Mediation in a Child Custody Case: Preparation Goes Along Way

Many states require parents to attend mediation in any marital dissolution (divorce) or paternity action where child custody or visitation is at issue. The purpose of mandatory mediation is to encourage parents to work out agreements regarding child custody issues, hopefully saving children from contentious legal battles. Unfortunately, many parents do no prepare for this mediation process. They simply assume that there is no need to bring documents or otherwise prepare for the session with the mediator. Even experienced family law attorneys often neglect to prepare their clients for the mediation process. The reality is that the recommendations of a mediator often set the tone and create momentum that will continue to influence custody/visitation orders throughout the court process. A failure to prepare for mediation may haunt your position through the entire child custody litigation.
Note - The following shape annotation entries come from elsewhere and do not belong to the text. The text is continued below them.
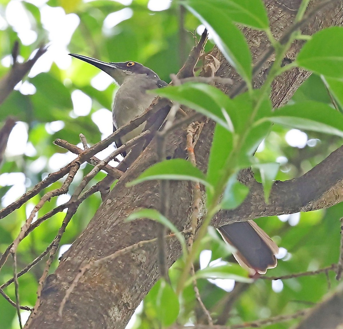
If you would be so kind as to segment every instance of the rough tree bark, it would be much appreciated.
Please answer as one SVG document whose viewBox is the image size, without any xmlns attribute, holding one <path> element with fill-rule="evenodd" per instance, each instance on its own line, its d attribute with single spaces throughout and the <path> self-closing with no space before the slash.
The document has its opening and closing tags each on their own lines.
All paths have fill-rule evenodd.
<svg viewBox="0 0 343 329">
<path fill-rule="evenodd" d="M 291 24 L 299 2 L 290 0 L 265 1 L 272 30 L 276 37 L 279 37 Z M 311 6 L 319 2 L 312 2 Z M 341 2 L 334 1 L 311 19 L 304 32 L 312 34 L 320 29 L 341 25 L 342 22 Z M 247 30 L 246 33 L 256 62 L 269 46 L 267 38 L 260 32 Z M 292 46 L 287 55 L 289 58 L 294 57 L 300 43 L 296 42 Z M 237 75 L 219 52 L 215 49 L 213 54 L 221 63 L 217 75 L 231 77 L 237 81 Z M 267 69 L 266 66 L 257 77 L 257 85 L 263 81 Z M 285 103 L 308 75 L 307 72 L 294 69 L 280 77 L 273 86 L 274 104 L 278 106 Z M 197 162 L 204 170 L 213 125 L 211 122 L 205 125 L 197 145 Z M 167 155 L 182 156 L 185 139 L 184 130 L 174 131 L 168 139 Z M 155 145 L 153 140 L 121 178 L 87 227 L 64 255 L 55 272 L 48 277 L 41 296 L 40 305 L 28 326 L 30 329 L 125 328 L 137 306 L 158 277 L 157 247 L 152 243 L 87 271 L 70 296 L 62 317 L 59 317 L 58 311 L 66 290 L 72 282 L 80 266 L 142 240 L 156 237 L 156 224 L 152 222 L 124 221 L 130 214 L 139 208 L 158 208 L 158 189 L 156 181 L 147 182 L 130 188 L 125 185 L 127 182 L 156 162 Z M 261 187 L 248 172 L 243 178 L 251 189 L 247 200 L 236 209 L 218 214 L 213 225 L 217 227 L 234 221 L 246 220 L 267 215 L 309 210 L 337 203 L 342 200 L 342 193 L 338 192 L 335 186 L 343 179 L 343 170 L 341 162 L 339 165 L 335 164 L 341 161 L 342 152 L 341 148 L 323 163 L 320 164 L 303 177 L 278 182 L 273 189 L 269 205 L 264 202 Z M 329 175 L 328 174 L 331 169 L 332 171 Z M 326 175 L 321 174 L 324 171 Z M 323 177 L 324 182 L 320 180 Z M 184 182 L 173 182 L 170 188 L 169 218 L 179 229 L 182 229 L 187 226 L 190 212 L 191 185 Z M 331 194 L 328 194 L 330 190 Z M 333 190 L 335 192 L 333 192 Z M 330 196 L 333 195 L 334 197 L 330 198 Z M 169 265 L 179 255 L 180 249 L 176 241 L 170 241 L 167 249 Z"/>
</svg>

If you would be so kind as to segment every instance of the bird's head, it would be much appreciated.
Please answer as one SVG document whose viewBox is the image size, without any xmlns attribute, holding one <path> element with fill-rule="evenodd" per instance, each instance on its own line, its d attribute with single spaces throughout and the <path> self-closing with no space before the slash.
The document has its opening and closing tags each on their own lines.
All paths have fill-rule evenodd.
<svg viewBox="0 0 343 329">
<path fill-rule="evenodd" d="M 159 79 L 158 76 L 153 71 L 137 62 L 129 61 L 119 63 L 107 63 L 88 56 L 76 54 L 69 55 L 102 70 L 113 78 L 120 86 L 133 78 Z"/>
</svg>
The goal of the mediator is to help the parties reach an agreement on custody and visitation. If the parties are unable to reach an agreement, the mediator will make recommendations to the court based on information gathered by the mediator during the mediation session from both parents and sometimes the minor children. When the parties to a custody dispute are not able to reach an amicable agreement, the initial mediator recommendation can have a significant and lasting impact on child custody and visitation orders. The initial custody arrangement can create momentum for one parent because courts favor stability for children. They do not like to constantly move the children around and make repeated changes to custody arrangements. You should never walk into a custody mediation without preparing to make your case for what you believe is in the best interest of your children.
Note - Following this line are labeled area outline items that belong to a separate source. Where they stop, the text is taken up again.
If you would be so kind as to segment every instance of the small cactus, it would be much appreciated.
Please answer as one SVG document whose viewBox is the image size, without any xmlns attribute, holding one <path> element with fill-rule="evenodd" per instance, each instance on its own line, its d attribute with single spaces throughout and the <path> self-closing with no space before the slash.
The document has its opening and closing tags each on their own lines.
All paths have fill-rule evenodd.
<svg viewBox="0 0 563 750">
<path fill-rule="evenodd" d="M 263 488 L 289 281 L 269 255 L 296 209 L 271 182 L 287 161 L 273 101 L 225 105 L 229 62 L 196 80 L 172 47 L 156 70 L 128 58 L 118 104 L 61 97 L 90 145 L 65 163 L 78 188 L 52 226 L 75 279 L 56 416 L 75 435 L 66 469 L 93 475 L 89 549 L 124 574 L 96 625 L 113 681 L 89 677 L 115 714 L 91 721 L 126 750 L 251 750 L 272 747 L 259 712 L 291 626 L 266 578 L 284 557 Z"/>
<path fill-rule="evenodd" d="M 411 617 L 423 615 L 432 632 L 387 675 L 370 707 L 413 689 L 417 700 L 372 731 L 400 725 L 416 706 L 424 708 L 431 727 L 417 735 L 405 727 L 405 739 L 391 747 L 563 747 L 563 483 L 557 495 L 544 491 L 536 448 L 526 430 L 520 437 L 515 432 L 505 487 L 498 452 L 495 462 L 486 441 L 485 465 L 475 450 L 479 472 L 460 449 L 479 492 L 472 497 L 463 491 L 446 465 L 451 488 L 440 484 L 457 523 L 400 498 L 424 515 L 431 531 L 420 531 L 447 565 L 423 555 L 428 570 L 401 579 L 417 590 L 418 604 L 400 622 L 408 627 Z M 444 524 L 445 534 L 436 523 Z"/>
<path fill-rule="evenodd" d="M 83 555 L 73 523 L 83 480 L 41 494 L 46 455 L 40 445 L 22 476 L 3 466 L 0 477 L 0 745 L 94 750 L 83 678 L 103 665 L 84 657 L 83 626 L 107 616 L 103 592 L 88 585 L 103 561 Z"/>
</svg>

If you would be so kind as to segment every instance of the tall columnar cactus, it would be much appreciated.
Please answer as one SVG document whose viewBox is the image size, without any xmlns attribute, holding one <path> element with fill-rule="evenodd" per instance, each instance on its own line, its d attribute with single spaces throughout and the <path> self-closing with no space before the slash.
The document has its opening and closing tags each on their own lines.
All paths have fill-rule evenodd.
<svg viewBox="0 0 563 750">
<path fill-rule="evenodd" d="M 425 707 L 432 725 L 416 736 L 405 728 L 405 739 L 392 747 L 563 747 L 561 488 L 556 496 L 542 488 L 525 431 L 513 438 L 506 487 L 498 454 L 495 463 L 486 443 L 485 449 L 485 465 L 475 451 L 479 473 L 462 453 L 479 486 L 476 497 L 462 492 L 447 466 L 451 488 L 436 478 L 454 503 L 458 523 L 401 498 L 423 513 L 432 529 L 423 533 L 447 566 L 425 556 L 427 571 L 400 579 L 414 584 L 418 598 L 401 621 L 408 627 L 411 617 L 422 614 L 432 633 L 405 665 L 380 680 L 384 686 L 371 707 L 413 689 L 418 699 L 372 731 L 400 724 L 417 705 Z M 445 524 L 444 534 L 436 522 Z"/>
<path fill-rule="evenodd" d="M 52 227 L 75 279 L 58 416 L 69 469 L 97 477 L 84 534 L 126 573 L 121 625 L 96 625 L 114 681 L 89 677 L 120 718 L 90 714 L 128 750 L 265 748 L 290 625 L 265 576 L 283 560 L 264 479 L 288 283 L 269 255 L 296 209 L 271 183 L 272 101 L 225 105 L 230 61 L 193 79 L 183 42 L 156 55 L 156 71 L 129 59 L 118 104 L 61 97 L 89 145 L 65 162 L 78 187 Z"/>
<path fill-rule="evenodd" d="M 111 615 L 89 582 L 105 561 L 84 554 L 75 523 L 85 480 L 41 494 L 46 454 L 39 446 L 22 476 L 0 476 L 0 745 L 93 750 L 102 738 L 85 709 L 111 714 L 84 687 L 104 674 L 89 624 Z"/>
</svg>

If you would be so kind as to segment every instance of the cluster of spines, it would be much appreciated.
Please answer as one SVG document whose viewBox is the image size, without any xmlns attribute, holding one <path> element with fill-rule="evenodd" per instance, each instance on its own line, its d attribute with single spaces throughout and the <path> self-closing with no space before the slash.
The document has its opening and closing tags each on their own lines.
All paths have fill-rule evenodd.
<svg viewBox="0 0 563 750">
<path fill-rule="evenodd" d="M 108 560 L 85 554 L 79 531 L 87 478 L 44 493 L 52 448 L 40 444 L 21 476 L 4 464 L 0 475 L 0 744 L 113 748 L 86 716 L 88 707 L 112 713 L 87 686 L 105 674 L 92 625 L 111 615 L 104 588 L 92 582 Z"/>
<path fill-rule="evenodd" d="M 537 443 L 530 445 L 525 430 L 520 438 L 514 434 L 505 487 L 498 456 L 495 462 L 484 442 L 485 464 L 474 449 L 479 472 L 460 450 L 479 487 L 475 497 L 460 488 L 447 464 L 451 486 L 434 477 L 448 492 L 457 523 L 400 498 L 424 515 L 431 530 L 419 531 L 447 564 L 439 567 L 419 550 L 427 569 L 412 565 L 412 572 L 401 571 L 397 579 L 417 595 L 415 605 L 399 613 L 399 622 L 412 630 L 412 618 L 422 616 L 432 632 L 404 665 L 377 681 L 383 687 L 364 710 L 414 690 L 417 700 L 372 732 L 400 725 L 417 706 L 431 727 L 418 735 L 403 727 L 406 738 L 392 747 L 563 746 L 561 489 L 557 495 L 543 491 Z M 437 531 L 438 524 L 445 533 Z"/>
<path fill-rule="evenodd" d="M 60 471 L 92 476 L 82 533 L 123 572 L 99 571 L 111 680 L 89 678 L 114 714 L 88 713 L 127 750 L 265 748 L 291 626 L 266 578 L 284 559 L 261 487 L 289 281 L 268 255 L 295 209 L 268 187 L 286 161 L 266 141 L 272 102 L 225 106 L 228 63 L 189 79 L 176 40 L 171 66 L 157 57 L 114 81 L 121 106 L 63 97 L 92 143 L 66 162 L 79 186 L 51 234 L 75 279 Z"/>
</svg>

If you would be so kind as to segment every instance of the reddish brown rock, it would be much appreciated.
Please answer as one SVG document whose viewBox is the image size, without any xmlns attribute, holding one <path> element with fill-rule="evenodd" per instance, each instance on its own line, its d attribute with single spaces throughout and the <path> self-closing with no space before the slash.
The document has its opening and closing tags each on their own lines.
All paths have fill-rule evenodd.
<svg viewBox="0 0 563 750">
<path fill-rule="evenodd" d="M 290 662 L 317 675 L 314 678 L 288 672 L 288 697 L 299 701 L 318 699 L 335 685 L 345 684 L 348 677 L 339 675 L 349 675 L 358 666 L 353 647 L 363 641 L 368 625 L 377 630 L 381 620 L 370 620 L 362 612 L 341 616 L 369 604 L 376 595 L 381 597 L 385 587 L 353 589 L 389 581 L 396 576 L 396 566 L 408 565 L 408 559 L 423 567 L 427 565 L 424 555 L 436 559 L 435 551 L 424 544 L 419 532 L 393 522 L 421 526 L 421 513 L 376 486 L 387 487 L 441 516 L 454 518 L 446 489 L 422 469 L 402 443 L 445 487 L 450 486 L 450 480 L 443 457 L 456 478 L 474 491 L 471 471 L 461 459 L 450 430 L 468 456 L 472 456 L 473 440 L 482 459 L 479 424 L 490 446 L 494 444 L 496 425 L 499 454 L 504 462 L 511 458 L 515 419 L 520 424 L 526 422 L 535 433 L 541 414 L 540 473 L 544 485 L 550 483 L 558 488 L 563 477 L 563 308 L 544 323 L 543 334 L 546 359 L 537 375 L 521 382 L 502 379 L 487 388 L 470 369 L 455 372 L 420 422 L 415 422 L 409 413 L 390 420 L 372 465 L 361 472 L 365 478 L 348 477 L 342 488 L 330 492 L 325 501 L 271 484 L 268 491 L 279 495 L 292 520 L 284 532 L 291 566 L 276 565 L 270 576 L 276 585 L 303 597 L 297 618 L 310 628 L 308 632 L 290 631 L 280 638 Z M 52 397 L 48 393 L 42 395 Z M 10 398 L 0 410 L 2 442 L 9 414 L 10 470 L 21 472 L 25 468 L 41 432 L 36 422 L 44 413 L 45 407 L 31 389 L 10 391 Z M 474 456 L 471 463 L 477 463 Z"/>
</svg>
Even though any relevant information will help the mediator make an informed decision, some types of evidence are obviously more important to a child custody mediator than others. If there has been a history of domestic violence or drug use by either parent, this information carries great weight with a custody mediator and the court. Unsupported allegations may be dismissed as “he said she said allegations.” Any documents supporting these allegations should be provided to the mediator. These documents can include an incident report, police report, and/or records of arrest or conviction. Most can usually be obtained from the police or the court through an open records request. Other serious convictions may also be relevant, especially if they show a propensity toward violence or reckless conduct. DUIs, for example, suggest the other parent may engage in risky behavior that puts the children at risk. Any documents provided to the mediator may end up as exhibits to the mediator’s report and become evidence supporting their recommendations.

School records can also carry a lot of weight with a child custody mediator. An affidavit or sworn statement from your child’s teacher attesting to your involvement or the other parent’s lack of involvement with the school also can be influential. If your child is currently residing with you and doing well in school, the child’s school records should also be provided to the mediator. The school provides an objective measure of your child’s well being and thereby, your positive influence on your child. If a child is doing well in school, the mediator and court will typically refrain from making significant changes in their living arrangements.
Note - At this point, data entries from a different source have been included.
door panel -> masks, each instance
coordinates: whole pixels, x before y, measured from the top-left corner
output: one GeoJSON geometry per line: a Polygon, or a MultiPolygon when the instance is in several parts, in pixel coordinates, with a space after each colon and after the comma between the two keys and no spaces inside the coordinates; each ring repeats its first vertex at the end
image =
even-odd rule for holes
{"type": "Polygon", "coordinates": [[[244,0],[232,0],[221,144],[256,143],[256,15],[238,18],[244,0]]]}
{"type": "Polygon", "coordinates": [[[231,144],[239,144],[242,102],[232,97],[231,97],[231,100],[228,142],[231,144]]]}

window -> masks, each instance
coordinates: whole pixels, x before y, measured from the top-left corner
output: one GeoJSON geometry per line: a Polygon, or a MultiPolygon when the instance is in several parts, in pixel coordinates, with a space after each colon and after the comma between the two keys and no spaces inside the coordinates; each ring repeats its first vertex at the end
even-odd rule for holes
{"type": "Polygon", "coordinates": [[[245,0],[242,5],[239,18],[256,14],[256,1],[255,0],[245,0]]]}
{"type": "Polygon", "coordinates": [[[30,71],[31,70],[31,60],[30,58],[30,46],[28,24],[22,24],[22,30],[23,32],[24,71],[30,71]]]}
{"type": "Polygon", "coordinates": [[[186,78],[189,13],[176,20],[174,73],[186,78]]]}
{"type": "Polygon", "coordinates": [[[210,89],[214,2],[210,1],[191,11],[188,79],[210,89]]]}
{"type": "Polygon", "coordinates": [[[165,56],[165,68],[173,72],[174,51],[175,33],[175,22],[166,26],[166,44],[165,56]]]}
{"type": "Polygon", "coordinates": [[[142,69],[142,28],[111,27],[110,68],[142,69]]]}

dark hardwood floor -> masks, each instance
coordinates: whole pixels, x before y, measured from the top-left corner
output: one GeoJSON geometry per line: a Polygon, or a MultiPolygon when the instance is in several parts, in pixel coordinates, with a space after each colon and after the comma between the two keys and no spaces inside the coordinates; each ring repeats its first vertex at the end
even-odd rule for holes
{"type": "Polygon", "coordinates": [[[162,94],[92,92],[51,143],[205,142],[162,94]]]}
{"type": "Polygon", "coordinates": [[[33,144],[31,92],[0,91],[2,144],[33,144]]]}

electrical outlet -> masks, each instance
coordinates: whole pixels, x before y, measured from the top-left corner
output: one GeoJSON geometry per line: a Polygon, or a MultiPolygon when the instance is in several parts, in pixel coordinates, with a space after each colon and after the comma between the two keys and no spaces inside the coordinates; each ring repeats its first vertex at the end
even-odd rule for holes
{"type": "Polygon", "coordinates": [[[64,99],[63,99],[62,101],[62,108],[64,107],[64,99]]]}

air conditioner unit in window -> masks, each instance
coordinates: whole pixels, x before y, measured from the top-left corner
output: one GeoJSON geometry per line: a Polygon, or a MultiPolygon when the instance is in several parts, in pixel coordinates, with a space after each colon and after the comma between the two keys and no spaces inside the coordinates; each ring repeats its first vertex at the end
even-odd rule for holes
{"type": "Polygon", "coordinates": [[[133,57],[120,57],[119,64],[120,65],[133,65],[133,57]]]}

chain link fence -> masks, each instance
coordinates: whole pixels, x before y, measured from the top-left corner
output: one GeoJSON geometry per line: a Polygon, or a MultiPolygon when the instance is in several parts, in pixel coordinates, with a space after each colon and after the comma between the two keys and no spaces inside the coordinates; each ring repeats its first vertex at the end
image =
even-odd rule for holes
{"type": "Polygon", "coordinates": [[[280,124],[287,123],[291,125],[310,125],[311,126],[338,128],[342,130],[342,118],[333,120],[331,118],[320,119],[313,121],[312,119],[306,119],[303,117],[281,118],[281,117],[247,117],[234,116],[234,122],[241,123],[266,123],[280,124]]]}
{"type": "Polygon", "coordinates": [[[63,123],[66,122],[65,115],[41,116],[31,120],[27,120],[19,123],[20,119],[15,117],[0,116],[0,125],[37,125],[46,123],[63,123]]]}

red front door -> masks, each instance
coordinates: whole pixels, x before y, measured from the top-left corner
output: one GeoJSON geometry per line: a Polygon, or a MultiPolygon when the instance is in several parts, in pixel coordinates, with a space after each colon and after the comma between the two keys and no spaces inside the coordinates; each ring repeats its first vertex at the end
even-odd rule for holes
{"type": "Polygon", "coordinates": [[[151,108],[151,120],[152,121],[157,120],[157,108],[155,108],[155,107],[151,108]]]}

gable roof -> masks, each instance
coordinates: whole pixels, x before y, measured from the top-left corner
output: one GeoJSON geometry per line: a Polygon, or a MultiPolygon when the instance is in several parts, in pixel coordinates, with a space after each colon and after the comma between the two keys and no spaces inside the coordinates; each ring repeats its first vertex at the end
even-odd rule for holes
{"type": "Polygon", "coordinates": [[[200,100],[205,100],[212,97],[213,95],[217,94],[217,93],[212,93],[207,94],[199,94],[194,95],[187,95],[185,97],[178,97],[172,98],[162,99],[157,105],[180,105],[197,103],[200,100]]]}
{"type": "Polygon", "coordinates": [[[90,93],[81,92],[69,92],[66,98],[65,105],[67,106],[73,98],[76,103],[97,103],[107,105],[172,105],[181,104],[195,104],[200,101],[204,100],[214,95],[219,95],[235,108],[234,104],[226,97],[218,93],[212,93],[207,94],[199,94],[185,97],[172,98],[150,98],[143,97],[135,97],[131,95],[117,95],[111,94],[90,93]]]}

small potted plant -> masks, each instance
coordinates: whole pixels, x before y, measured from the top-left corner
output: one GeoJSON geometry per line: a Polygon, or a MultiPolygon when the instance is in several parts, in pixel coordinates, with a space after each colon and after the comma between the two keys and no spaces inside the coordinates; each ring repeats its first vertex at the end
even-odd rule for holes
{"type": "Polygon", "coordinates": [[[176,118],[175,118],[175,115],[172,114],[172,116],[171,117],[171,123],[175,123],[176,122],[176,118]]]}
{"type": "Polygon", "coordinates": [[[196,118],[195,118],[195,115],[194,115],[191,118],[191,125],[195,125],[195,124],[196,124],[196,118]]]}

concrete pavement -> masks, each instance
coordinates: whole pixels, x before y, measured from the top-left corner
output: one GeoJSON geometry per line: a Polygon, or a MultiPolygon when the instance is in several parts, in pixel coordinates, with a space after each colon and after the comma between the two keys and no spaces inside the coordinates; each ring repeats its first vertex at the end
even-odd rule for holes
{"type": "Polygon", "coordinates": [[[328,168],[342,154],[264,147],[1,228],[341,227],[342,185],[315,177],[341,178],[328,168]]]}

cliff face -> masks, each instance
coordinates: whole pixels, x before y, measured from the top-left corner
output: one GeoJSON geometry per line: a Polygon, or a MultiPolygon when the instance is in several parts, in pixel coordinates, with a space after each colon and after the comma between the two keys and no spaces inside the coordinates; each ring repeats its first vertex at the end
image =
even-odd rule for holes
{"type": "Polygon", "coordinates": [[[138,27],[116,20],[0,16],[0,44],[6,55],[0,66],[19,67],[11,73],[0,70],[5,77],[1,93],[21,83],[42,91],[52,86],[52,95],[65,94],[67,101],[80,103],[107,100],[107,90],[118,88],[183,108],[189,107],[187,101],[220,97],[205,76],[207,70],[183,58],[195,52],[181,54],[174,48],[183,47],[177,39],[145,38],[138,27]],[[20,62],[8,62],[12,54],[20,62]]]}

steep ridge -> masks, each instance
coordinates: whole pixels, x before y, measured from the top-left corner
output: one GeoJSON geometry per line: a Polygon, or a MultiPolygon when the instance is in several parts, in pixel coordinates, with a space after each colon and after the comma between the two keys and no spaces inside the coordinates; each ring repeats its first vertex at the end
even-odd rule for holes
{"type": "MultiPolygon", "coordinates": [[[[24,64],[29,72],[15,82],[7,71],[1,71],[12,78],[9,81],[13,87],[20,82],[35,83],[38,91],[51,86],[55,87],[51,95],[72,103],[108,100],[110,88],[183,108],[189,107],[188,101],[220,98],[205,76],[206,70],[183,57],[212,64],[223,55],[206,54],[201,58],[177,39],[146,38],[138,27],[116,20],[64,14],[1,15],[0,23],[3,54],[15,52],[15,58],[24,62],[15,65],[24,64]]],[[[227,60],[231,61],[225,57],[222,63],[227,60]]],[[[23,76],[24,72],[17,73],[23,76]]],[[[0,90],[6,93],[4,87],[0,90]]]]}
A parent’s availability to spend time with the minor children also carries a great deal of weight with a mediator. It is not uncommon for a parent to go into mediation and request 50-50 custody when one’s work schedule makes such an arrangement unrealistic. A parent who makes this request often plans to leave the child with a babysitter or grandparent while the parent is working. Mediators and courts prefer to have minor children with a parent, rather than a babysitter or other family member. If one parent works long hours or is frequently on the road and out of town, the other parent should provide documentation to establish this with a mediator. When the other parent with the extensive work schedule unreasonably insists on a 50-50 custody arrangement and argues the child can be with a babysitter or grandparent, the mediator will view their actions as a transparent attempt to impact child support rather that a plan that is intended to be in the minor child’s best interest.

Your state’s family code and your jurisdiction’s local rules will determine the extent the mediation will control your child custody issues. Active involvement with solid and verifiable information will help the mediator make recommendations that are in the best interest of your child. Consult a qualified family law attorney in your area to assist you with each step in the process of establishing your child custody rights.